A tool is not neutral

Picture this: A student asks a generative AI tool to “write an Indigenous creation story”. In return the AI produces a generic, pan-Indigenous narrative that is missing context, community and meaning. 

Generative AI tools are not culturally neutral. They reflect the dominant, Western-centric data they are trained on. 

This becomes especially problematic when students or teachers engage AI with Indigenous topics. 

Why does this matter when embedding First Peoples Principles of Learning?

  • holistic, experiential learning that is rooted in the land, identity, and relationships
  • story, memory, and place as key ways of knowing
  • respect for sacred knowledge and understanding that not all knowledge is for everyone to share
  • learning is relational it is not transactional or generated on demand
  • pulls information from massive datasets – often without context, consent, or Indigenous authorship
  • reflects dominant narratives, rather than diverse lived experiences
  • risks treating cultural content as something that can be copied, rather than something sacred or community-held

Risks to be aware of

Cultural Misrepresentation: AI often creates pan-Indigenous or stereotypical responses. It lacks the nuance of nation-specific traditions, protocols, and language. It may also violate knowledge-sharing boundaries by generating sacred stories as public domain. 

Data Bias and Knowledge Gaps: Training data for the generative AI tools often reflect colonial worldviews and settler histories. Leading to Indigenous voices being underrepresented or tokenized. This can reinforce deficit narratives, such as trauma-focused content without context of strength and resilience. 

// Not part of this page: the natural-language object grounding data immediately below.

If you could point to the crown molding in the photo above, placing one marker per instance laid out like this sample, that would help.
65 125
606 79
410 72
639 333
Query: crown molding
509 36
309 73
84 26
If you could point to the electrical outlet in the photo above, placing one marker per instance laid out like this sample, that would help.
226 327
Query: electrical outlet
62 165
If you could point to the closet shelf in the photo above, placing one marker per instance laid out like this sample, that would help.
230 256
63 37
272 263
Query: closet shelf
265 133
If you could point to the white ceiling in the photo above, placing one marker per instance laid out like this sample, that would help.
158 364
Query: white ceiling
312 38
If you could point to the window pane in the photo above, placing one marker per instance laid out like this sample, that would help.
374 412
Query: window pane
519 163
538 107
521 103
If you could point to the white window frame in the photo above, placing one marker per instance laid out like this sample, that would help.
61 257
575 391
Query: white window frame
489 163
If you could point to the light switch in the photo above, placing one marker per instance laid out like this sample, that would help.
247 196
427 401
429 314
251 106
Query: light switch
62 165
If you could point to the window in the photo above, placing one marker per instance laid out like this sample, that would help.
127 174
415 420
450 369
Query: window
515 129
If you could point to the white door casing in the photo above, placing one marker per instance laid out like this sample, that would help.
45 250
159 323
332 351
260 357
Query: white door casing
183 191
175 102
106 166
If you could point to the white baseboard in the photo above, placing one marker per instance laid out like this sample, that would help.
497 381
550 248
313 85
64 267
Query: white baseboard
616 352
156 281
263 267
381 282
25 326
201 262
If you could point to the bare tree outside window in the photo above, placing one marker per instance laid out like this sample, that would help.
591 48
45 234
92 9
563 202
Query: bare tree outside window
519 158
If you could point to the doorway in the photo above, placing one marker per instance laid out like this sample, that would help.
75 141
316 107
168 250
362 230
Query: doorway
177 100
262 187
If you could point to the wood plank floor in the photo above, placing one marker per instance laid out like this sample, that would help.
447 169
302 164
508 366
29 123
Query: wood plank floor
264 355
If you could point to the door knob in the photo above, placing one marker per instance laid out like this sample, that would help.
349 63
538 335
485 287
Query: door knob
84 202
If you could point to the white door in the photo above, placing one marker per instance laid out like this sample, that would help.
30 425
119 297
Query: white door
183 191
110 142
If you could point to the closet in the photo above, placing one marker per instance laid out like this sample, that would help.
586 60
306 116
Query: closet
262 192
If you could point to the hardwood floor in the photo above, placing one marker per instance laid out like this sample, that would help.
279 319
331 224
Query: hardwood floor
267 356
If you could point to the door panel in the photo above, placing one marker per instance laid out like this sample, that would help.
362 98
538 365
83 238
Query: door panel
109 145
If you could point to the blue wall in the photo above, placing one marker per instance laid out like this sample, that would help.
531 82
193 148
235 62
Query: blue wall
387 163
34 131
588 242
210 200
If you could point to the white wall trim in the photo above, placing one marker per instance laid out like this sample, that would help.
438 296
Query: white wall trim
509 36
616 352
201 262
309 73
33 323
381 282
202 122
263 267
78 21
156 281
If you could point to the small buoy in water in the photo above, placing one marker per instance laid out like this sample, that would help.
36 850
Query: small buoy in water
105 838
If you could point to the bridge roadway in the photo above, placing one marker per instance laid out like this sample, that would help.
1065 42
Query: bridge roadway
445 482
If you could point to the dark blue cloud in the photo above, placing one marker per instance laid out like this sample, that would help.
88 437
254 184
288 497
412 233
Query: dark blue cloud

Misuse in Student Tasks: Students might ask generative AI to “teach them” about Indigenous culture. This inherently is bypassing authentic, community-based learning. There is also a copy-paste risk, where students may present the AI-generated content as a fact without checking its validity, or what it is missing. These surface-level “Indigenous perspectives” with no grounding in an actual community voice or meaning, leads to tokenism. 

Strategies to mitigate these risks

  1. Critical framing and teacher guidance
    • Framing AI as a thinking partner, not a cultural authority
      • Encouraging students to compare the AI generated response to what they have already learned from Indigenous speakers, stories or sources
      • Encourage questioning: what is missing? whose knowledge is this?
  2. Co-construct classroom norms
    • Set clear ethical guidelines
      • No generating sacred, spiritual, or traditional stories via AI
      • Use AI to support rather than replace relationship-based learning
  3. Embed reflection through the FPPL lens
    • Does this AI generated output respect memory, story, and place?
    • Is this knowledge mine to share – or should I listen and learn instead?
    • How does this connect (or disconnect) from what I’ve learned in my community or on the land?

Better practices with including Indigenous content with AI

Using AI for skill-based tasks such as summarizing writing techniques, practicing reflective writing or revision, or brainstorming inquiry questions – not using it for content creation. 

Centre Indigenous voices first by using Indigenous sources such as books, guest speakers, or oral stories, as the foundation. Then use AI to support student reflections or to make cross-curricular connections. 

Use FPPL as the lens in which you analyze and critique generative AI outputs. Is this holistic? Is it relational? Does it reflect lived experience?

Centering respect over convenience

Generative AI can be a powerful classroom tool – but cultural respect, ethical reflection, and relational learning must come first, especially when working with Indigenous content. 

Educators have a responsibility to slow down, ask better questions, and listen before generating.

Practice using AI with care, curiosity, and cultural humility – and ensure your students are doing so too.